Qualys data shows vulnerability backlog widening sharply
Wed, 20th May 2026 (Today)
Qualys has contributed vulnerability remediation analysis to Verizon's 2026 Data Breach Investigations Report, covering more than one billion anonymised records linked to CISA's Known Exploited Vulnerabilities catalogue.
The data spans four consecutive reporting cycles and examines how long vulnerability instances remain open after a flaw is added to the US government's list of known exploited vulnerabilities. Researchers describe it as a survival analysis of remediation, measuring exposure over time rather than relying on year-end closure figures.
The figures show that KEV vulnerability instances increased 7.7-fold over four years, rising to 527.3 million from 68.7 million. Median detection-to-closure remained steady at nine days, suggesting remediation teams did not slow even as case volumes rose sharply.
The latest cycle reversed gains seen the previous year. By day 28 after a vulnerability was added to the KEV catalogue, 35% of instances were still open, up from 27% in the prior cycle.
That left an open backlog of 184 million instances at the 28-day mark, compared with 31 million previously. By the end of the year-long observation window, 9% remained open, equating to about 47 million vulnerability instances with no near-term path to closure under current operating models.
Backlog pressure
The findings point to a widening gap between the number of exploited vulnerabilities requiring attention and the volume organisations can address through existing patching processes.
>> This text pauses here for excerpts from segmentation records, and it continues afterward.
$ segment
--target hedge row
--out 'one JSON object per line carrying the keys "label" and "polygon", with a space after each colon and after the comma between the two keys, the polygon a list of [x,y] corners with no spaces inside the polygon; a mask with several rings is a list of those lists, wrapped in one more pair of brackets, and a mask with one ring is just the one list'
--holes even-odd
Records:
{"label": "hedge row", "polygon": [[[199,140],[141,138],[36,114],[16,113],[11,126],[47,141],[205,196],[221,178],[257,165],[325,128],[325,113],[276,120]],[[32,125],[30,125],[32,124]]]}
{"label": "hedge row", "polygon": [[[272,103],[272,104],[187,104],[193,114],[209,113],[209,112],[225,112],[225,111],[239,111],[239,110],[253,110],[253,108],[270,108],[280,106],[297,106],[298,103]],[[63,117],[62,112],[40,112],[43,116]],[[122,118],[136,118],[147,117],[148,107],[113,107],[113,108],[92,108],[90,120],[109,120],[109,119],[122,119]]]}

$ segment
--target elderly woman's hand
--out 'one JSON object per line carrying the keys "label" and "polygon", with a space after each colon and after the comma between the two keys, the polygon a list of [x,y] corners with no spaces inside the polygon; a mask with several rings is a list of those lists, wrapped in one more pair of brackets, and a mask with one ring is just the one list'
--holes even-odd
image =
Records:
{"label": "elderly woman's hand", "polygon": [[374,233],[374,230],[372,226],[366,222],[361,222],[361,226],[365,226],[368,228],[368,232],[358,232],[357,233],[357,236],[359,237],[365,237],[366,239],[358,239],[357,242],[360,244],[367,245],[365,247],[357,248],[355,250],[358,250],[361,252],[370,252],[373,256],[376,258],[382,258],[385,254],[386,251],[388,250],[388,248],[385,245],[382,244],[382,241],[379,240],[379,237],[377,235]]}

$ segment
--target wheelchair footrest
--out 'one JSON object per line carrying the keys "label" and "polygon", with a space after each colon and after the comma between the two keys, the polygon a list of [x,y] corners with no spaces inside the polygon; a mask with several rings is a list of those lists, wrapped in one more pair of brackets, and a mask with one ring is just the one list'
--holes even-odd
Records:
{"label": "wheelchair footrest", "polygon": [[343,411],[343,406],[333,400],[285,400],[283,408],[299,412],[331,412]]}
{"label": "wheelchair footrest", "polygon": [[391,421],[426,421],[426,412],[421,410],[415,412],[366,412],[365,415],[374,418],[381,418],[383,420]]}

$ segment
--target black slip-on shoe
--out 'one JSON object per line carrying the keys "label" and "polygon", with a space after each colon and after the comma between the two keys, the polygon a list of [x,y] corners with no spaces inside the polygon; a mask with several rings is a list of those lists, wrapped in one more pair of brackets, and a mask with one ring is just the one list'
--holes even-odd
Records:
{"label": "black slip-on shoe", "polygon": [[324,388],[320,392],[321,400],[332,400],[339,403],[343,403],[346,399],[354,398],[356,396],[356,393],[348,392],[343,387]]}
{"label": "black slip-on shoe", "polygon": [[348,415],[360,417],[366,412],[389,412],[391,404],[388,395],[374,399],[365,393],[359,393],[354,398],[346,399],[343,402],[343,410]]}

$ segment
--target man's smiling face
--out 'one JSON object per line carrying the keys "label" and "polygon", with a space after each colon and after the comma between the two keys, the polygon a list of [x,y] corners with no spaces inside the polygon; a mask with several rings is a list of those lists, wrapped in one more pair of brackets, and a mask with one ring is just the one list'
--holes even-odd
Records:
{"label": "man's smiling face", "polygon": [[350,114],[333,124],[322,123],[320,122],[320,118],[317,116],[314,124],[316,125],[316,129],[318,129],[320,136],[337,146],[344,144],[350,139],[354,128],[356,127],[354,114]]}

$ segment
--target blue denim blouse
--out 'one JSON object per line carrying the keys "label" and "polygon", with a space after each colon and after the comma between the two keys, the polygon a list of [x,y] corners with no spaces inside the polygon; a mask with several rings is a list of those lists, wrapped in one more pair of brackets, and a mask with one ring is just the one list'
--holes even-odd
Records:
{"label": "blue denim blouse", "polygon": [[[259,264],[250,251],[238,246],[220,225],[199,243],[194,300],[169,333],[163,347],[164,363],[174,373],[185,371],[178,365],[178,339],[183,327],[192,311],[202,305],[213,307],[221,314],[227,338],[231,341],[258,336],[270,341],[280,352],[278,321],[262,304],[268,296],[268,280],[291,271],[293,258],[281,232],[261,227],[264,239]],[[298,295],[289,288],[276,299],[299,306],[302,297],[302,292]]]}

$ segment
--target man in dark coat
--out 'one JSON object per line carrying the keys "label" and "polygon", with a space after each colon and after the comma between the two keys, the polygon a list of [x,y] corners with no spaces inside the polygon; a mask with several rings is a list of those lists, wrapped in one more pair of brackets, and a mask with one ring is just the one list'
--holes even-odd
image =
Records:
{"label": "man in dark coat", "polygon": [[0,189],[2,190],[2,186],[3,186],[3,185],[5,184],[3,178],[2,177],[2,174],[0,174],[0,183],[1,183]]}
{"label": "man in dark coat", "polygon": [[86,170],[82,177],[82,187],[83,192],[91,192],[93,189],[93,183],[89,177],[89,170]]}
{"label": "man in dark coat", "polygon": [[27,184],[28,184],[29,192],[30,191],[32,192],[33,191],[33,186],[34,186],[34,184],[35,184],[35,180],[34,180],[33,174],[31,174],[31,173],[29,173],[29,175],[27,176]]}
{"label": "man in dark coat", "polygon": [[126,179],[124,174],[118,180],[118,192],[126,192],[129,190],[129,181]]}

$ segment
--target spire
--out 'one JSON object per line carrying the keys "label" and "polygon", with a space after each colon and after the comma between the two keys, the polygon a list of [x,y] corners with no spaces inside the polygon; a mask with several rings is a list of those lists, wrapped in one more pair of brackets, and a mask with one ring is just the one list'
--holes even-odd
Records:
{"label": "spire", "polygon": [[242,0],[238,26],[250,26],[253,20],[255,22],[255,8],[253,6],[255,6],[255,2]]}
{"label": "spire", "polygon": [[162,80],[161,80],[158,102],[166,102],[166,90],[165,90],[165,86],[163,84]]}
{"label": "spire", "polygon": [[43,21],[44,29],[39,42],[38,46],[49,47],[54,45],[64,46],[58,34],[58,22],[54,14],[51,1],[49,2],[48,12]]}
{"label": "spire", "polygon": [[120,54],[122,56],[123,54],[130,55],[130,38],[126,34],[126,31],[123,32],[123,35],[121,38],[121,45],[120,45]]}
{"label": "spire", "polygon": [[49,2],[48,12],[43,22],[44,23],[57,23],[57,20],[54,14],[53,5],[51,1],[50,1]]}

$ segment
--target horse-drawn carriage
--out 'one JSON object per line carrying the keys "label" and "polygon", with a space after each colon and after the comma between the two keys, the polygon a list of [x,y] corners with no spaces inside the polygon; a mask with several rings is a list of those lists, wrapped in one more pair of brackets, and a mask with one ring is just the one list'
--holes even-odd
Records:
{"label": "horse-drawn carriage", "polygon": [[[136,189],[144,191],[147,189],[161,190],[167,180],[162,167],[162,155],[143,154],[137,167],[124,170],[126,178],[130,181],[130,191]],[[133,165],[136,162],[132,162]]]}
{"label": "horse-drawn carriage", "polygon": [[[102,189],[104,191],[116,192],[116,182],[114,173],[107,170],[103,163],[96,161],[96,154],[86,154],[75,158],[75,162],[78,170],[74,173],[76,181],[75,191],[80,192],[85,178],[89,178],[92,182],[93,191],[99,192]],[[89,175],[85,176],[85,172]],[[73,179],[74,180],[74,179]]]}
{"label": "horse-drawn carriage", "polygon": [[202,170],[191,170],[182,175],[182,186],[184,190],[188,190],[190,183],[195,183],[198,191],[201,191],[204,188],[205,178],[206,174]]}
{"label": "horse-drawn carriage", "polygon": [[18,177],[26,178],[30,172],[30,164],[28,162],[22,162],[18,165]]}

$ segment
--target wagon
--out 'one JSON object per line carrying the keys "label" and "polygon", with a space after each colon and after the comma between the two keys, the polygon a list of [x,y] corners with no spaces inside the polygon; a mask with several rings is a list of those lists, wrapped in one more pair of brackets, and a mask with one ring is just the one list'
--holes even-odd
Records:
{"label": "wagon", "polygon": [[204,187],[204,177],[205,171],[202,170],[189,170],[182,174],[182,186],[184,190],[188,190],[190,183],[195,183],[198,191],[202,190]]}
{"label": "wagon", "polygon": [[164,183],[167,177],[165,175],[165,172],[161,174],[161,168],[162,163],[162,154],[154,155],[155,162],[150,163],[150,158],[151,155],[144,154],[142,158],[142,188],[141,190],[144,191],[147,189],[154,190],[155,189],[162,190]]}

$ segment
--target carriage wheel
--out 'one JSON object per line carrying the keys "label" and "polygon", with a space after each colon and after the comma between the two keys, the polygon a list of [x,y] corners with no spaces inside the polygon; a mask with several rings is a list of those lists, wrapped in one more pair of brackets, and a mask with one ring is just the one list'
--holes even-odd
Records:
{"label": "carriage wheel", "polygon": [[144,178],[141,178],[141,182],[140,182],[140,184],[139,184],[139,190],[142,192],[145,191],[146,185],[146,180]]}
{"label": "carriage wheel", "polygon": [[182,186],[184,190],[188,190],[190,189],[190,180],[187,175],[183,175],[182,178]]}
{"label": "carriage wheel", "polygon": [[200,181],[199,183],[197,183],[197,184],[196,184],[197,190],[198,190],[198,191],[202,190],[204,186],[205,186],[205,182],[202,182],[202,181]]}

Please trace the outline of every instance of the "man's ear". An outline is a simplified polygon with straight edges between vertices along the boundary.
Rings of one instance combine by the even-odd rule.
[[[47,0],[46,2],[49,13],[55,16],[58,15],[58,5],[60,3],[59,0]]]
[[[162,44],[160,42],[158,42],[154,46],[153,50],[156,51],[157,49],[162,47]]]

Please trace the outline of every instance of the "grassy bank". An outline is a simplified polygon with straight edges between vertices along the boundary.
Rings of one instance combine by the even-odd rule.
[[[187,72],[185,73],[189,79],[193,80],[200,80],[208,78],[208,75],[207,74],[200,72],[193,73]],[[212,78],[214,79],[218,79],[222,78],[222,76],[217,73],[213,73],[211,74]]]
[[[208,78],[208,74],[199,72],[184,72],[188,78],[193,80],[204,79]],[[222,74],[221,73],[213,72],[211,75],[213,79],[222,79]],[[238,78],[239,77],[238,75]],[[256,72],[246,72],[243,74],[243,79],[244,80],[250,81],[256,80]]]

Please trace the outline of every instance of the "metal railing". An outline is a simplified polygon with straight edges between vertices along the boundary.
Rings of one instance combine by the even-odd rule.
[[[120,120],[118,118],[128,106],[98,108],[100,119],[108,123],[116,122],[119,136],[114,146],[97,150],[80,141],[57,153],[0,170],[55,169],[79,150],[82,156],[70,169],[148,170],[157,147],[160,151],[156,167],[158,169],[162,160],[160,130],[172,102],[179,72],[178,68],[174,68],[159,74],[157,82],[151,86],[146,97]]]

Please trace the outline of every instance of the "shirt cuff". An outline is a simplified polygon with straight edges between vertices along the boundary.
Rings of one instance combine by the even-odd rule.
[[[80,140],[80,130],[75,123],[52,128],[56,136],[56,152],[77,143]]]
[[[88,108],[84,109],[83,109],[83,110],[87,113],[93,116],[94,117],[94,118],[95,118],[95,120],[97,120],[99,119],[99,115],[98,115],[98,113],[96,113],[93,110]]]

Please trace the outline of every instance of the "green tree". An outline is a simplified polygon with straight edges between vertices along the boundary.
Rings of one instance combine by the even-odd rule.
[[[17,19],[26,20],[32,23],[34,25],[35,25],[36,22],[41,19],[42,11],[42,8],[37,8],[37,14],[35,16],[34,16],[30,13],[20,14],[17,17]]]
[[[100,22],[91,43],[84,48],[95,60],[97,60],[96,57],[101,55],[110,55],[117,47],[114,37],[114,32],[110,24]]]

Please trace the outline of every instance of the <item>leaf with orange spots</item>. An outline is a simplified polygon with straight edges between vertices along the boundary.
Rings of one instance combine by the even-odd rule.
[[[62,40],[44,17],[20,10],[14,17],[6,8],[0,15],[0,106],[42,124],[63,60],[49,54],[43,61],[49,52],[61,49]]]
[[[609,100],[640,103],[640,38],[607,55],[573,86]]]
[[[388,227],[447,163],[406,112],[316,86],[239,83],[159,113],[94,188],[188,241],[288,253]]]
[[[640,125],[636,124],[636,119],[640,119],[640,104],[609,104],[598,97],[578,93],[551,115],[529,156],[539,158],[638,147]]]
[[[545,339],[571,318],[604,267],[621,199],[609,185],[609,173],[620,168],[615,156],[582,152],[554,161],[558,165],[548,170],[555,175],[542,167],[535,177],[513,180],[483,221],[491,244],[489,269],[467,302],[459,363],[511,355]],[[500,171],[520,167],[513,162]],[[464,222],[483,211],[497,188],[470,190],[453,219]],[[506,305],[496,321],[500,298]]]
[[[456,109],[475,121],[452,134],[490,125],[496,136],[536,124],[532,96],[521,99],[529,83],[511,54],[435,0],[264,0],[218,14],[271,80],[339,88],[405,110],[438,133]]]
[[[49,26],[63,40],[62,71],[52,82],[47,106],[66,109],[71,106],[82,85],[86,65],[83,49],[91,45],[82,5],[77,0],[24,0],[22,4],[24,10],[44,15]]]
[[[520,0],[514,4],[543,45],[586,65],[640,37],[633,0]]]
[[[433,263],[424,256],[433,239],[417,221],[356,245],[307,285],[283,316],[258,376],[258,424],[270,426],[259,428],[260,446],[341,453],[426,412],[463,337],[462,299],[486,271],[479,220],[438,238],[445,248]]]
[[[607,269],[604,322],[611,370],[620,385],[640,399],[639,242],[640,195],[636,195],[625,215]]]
Rather than a decline in discipline, the data suggests a scale problem driven by workload growth.
Saeed Abbasi, Senior Manager, Threat Research Unit, Qualys, said: "The DBIR described the picture our data painted in plain terms: a treadmill picking up speed. Defenders are running harder than ever, and still falling behind."
The analysis also examined proactive remediation, in which organisations fix vulnerabilities before CISA formally adds them to the KEV list. In absolute terms, that activity increased, with defenders patching 63.7 million vulnerability instances before KEV listing in the latest cycle, up 30% year on year.
Even so, the proactive remediation rate fell to 12.1% from 16.6% because overall KEV-linked workload grew faster. Total KEV-linked workload rose 78% over the same period, from 295.8 million to 527.3 million instances.
A minority of organisations consistently outperformed the broader trend by acting before formal KEV listing. Those organisations used risk-based prioritisation, threat context and scoring systems to move likely exploitable vulnerabilities into remediation workflows earlier.
Metric limits

The research argues that conventional patching metrics no longer capture the full extent of business exposure because they do not show how long vulnerabilities remain open while exploitation risk is active. By contrast, a survival-curve approach is intended to show how exposure persists during the first weeks after listing and across the long tail of unresolved cases.
In the latest reporting cycle, more than a third of KEV instances remained open after four weeks. The figures suggest meaningful exposure continues well beyond the timeframes many organisations use to assess patch performance.
Abbasi said: "The 2025 DBIR, based primarily on data from 2024, was the high water mark. At every milestone in the survival chart, organizations were remediating faster than they ever had before, showing improvements from 2022 to 2023 and from 2023 to 2024. Then 2025 happened. The curve shifted back to 2023 levels, with 35% still open at Day 28 (up from 27% in 2024), and the long tail hardened at 9%. That 9% translates to roughly 47 million vulnerability instances with no near-term path to closure under current operating models."
He added that defender effort had not fallen even as outcomes worsened under the weight of higher volumes. "Defender effort did not regress. Median detection-to-closure held steady at 9 days. Organisations closed more vulnerabilities in absolute terms than in any prior year. The engine did not slow. The load grew."
The findings challenge a long-standing assumption in vulnerability management that faster manual remediation can keep pace with attackers. The analysis concludes that additional staffing, tools or process changes may not be enough to close what it describes as a structural gap.
Abbasi said: "For more than a decade, the operating thesis of vulnerability management has been that faster manual remediation could outrun the attacker. The four-year survival analysis retires that thesis. The remediation engine is running at the same RPM. The load has increased nearly eightfold. No incremental investment in staffing, tooling, or process closes a structural gap of this shape."
He said the dataset pointed to a hard limit for remediation models built around human triage, change windows and approval gates. "More than one billion records, four reporting cycles, and three years of additional tooling and mandate pressure have not moved that limit."